第59話 悪魔の囁きはずっと聞こえていました
「……というわけで、切り裂きジャックをとらえる必要がでてきたのです」
スピロ・クロニスはあたりの風景を見回しながらそう言った。
前日ダイブしたときと寸分変わらぬ19世紀末のロンドンの風景。
目が痛くなるような黒く煙った空に、反吐がでそうな饐えた空気。
街のざわめきはざらつき、街並みからは色という色が抜け落ち、なにもかもが生気をうしなっているようだ。ただ馬の糞尿で塗り固められた石畳だけが、穢らわしいまでに黒光りしている。
「おい、スピ口!」
マリアが難癖をつけるような表情で、下から睨みつけてきた。
「なにが、……というわけです、だ。話が見えてこねぇぞ」
「あら、マリア様。

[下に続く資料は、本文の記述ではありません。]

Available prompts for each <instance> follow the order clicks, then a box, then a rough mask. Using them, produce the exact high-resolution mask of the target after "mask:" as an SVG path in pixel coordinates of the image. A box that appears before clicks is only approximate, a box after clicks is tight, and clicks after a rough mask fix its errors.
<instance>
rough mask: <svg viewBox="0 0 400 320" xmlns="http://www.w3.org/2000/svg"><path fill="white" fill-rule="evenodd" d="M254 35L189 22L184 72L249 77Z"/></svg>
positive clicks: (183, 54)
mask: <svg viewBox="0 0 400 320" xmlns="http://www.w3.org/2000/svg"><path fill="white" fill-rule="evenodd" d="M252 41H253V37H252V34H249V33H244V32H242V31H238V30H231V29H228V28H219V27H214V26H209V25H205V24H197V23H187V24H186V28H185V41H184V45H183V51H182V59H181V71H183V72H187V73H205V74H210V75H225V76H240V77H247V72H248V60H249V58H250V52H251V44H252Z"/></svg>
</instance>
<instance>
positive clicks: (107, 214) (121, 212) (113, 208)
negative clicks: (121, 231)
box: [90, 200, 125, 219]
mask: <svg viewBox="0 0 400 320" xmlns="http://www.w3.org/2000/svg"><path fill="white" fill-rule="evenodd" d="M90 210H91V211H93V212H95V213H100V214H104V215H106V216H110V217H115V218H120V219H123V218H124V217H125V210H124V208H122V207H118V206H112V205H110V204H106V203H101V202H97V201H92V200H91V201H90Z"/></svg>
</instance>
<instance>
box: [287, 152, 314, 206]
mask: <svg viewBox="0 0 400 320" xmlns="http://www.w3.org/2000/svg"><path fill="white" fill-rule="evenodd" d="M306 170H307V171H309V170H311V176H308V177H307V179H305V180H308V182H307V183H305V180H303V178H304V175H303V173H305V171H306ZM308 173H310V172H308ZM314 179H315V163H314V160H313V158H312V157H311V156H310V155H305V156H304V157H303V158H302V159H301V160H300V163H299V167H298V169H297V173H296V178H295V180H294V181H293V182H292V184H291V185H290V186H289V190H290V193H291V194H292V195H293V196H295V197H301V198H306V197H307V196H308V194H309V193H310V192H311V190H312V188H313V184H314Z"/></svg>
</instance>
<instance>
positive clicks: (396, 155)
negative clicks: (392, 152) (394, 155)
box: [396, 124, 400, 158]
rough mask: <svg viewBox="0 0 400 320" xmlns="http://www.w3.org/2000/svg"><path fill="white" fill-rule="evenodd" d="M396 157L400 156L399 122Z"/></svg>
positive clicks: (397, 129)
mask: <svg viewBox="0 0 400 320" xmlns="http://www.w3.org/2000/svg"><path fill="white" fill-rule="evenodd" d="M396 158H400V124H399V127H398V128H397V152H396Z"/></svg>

今、かいつまんで説明したと思いますが……」
「スピロ、ちょっと待て。おまえ、はしょりすぎだ。ほかのヤツもみんな首ひねってるぞ」
そう言ってマリアは、周りを取り巻いているみんなに目配せをした。それにすぐに賛同したのはセイだった
「ん、まぁそうだね。スピロ。マリアの言うとおり、ぼくもまったく理解できてない」
セイが頭を掻きながら、率直にマリアに賛同すると、エヴァとゾーイも首を小刻みに上下させて同意をしめしてきた。
「ではもう一度、最初から順をおって説明します」
スピロは軽く深呼吸をしてから、話を続けた。
「前回、わたくしたちミッションが失敗に終わったのは、悪魔の邪魔によるものではないかと推察しました。いわゆる『悪魔の囁き』によるものです。ネルさんの未練の思いを断ち切るようななにかを耳にしたり、本来の未練を別のものにすり替えるような巧言に惑わされたのではないかと……」
「たしかに……。もしネルさんの未練の思いが断ち切られたり、書き換えられたとしたら、ぼくらの力が急速にうしなわれていったのも合点がいく」
セイはすぐにその見解に理解をしめした。おそらく過去の戦いのなかで、同じような目にあったことがあるのかもしれない。
「たしかにそうだねぇ。ネルさん本人自身が気づかない場合だってあるからねぇ」
ゾーイもすぐにセイに追随したが、エヴァは異論があるらしかった。
「スピロさん、その意見、簡単には飲めませんわ。だってわたしたちはずっとネルさんと一緒にいました。そのあいだずっとネルさんを見張っていましたが、なにかを吹きこむ隙などなかったはずです」
「そうだ、スピロ。それはおまえが一番知っているはずだ。エヴァのバイクにあの赤毛のおんなと一緒に乗ってたンだからな」
「はい。マリア様、たしかにわたくしはネル様とずっと一緒でした。ですが、悪魔はそのあいだもずっと、ネル様に呪詛のことばを吹き込んでいましたわ。そしてわたくしたちもたえずそれを耳にしていました……」
スピロは自分の間抜けっぷりをあらためて思い出し、うんざりとした口調で言った。